Summary of Counter-Arguments:
|- Irregularities in fruits and vegetables are natural. A display of perfectly standardized and imperfection-free fruits or vegetables is a sign of chemical use, absence of biodiversity, and waste of food across the food chain. |
- Organic fruits and vegetables might not look as perfect and shiny as conventional ones, but they taste the same or even better.
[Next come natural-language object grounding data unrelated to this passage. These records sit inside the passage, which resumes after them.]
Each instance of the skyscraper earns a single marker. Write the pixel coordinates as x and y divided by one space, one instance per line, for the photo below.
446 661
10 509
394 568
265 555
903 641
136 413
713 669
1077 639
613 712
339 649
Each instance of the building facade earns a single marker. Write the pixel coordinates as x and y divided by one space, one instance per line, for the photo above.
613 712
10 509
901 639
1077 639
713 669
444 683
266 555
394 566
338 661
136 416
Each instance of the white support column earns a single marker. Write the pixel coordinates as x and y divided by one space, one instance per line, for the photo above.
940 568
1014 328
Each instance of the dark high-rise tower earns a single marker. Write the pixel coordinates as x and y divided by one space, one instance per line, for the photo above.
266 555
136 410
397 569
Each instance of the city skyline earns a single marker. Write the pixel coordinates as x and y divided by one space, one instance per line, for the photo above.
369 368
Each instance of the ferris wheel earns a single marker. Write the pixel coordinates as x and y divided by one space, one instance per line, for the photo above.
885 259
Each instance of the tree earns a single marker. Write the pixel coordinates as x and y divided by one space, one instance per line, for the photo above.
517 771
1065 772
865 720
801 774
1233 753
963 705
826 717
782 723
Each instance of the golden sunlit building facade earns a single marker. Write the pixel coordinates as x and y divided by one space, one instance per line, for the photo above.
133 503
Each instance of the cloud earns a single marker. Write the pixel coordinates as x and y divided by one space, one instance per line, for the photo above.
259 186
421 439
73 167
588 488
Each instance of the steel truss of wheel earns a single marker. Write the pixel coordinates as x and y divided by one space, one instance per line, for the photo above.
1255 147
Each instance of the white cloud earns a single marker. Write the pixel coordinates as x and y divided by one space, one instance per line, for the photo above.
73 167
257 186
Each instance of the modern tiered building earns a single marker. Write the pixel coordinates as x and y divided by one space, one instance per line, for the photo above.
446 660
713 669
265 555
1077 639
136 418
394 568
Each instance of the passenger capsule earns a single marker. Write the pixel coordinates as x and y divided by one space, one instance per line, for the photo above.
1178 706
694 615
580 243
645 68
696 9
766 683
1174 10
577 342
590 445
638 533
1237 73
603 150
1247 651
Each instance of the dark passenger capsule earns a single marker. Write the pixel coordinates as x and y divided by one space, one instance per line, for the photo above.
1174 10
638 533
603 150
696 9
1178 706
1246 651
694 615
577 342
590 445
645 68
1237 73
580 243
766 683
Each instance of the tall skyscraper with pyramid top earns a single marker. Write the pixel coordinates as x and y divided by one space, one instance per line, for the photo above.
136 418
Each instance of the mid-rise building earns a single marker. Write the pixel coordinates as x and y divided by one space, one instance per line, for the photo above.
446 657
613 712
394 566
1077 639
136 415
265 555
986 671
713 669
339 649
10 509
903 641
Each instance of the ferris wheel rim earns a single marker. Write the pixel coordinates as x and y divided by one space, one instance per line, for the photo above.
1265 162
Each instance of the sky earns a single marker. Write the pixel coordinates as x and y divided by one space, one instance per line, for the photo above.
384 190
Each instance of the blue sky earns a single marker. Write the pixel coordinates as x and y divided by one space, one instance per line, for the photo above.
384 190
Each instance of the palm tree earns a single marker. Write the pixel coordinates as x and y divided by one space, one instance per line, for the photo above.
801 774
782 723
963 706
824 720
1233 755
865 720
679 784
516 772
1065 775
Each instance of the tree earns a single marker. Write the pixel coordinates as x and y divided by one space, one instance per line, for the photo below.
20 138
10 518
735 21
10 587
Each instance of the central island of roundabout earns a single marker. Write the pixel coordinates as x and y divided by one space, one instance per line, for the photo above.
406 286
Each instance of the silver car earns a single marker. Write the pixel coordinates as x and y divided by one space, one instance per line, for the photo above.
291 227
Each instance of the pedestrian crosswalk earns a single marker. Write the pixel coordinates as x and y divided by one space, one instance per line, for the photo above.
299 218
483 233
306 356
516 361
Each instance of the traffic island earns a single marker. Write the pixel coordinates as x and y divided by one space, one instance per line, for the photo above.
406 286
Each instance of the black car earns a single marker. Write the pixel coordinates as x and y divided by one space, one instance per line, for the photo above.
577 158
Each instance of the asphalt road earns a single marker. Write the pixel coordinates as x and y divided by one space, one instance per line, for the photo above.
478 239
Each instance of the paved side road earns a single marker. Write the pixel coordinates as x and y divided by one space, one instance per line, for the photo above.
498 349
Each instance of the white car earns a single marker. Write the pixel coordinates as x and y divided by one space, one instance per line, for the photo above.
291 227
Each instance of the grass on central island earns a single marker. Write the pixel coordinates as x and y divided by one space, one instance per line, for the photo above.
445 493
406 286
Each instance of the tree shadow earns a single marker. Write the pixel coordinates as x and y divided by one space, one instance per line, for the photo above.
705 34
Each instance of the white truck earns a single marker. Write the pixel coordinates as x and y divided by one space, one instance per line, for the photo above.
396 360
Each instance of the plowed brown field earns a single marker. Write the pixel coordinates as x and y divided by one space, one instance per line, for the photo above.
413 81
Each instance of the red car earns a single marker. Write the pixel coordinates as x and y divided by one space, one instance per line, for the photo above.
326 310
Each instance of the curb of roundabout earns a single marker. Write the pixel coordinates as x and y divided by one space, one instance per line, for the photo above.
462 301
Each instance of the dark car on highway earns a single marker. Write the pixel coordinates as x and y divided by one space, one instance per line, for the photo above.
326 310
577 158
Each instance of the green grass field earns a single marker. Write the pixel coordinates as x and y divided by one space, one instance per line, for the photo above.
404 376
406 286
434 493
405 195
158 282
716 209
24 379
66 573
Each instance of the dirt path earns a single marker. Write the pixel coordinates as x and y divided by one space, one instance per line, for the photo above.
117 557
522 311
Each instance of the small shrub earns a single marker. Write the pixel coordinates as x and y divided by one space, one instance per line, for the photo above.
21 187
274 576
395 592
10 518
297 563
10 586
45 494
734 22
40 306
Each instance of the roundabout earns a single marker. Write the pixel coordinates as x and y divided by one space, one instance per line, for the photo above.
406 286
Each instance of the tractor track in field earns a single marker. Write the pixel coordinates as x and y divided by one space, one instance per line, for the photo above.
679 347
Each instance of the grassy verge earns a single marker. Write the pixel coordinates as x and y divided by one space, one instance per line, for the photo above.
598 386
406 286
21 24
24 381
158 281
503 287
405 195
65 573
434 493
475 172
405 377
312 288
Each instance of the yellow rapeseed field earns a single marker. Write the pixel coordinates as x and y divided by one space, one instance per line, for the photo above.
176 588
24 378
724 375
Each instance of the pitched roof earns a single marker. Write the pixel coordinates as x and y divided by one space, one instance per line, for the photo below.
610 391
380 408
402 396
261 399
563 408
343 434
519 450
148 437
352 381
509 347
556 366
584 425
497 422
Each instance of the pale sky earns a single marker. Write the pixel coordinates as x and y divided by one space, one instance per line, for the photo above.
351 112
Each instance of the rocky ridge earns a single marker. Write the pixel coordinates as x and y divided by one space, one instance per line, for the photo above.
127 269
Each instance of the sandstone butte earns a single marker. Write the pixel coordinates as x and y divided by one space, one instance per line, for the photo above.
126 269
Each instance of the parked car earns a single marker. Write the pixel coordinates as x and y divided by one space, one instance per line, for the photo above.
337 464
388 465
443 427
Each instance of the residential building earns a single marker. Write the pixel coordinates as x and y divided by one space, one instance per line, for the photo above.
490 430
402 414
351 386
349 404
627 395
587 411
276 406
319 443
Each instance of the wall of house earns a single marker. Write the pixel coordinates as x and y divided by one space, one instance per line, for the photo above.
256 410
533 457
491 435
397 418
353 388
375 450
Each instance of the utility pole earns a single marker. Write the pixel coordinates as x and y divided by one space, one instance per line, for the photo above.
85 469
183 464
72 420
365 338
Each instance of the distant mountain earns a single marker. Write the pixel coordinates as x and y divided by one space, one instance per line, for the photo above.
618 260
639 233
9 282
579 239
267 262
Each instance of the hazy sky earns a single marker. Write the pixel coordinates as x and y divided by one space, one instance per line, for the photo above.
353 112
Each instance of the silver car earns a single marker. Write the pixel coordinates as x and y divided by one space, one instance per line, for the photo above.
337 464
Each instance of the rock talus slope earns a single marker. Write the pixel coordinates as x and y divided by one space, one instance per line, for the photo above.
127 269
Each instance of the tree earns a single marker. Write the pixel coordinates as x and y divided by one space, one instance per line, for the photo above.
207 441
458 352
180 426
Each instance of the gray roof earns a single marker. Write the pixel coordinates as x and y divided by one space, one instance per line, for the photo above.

Details of Counter-Arguments:
This argument against organic food can only possibly be applied to unprocessed fruits and vegetables, not to processed and cooked foods, whose visual appearance obviously depends on the skills of the processor or packager, rather than on the method of production. It is true that the visual appearance of organic fruits and vegetables is sometimes different from the ones that we are used to seeing in the conventional supermarkets. Organic apples, for example, may be slightly smaller, of un-standardized size, or may display a few stains or even pest marks. Actors in the organic supply chain, as well as most organic consumers, are more aware of the aberrations generated by over-standardization of natural products on the supermarket shelves, including waste of produce (due to discarding items that are not perfect in appearance) and abuse of pesticide use and other chemicals to improve the appearance of fruits and vegetables. As a consequence, organic consumers are more willing to accept a wider diversity in the appearance of organic produce, and even sometimes value it as a sign of biodiversity and authenticity. However, there are more and more cases, especially in general supermarkets, were organic fruits and vegetables are now required to have a visual appearance equivalent to that of conventional products (which results in wasting of more food). In any case, visual appearance is not directly linked to taste or nutrient value of a product. You may think that an organic apple is not appetizing, but when you taste it, you will realize that it was worth trying! In fact, many comparative studies of the organoleptic quality of organic and conventional fresh fruits and vegetables have shown enhanced organoleptic quality in organic produce (i.e., better taste and aroma). Education of consumer on the unnatural and wasteful system of artificially perfect fruits and vegetables will change these standards of appearance and result in less waste.
In conventional agriculture, a significant number of pesticides and chemicals are used specifically for the purpose of enhancing appearance. Consumers who are not ready to accept small and natural irregularities in fruits and vegetables should be aware that the perfect visual appearance of these products was rendered possible at the expense of the environment and their own health.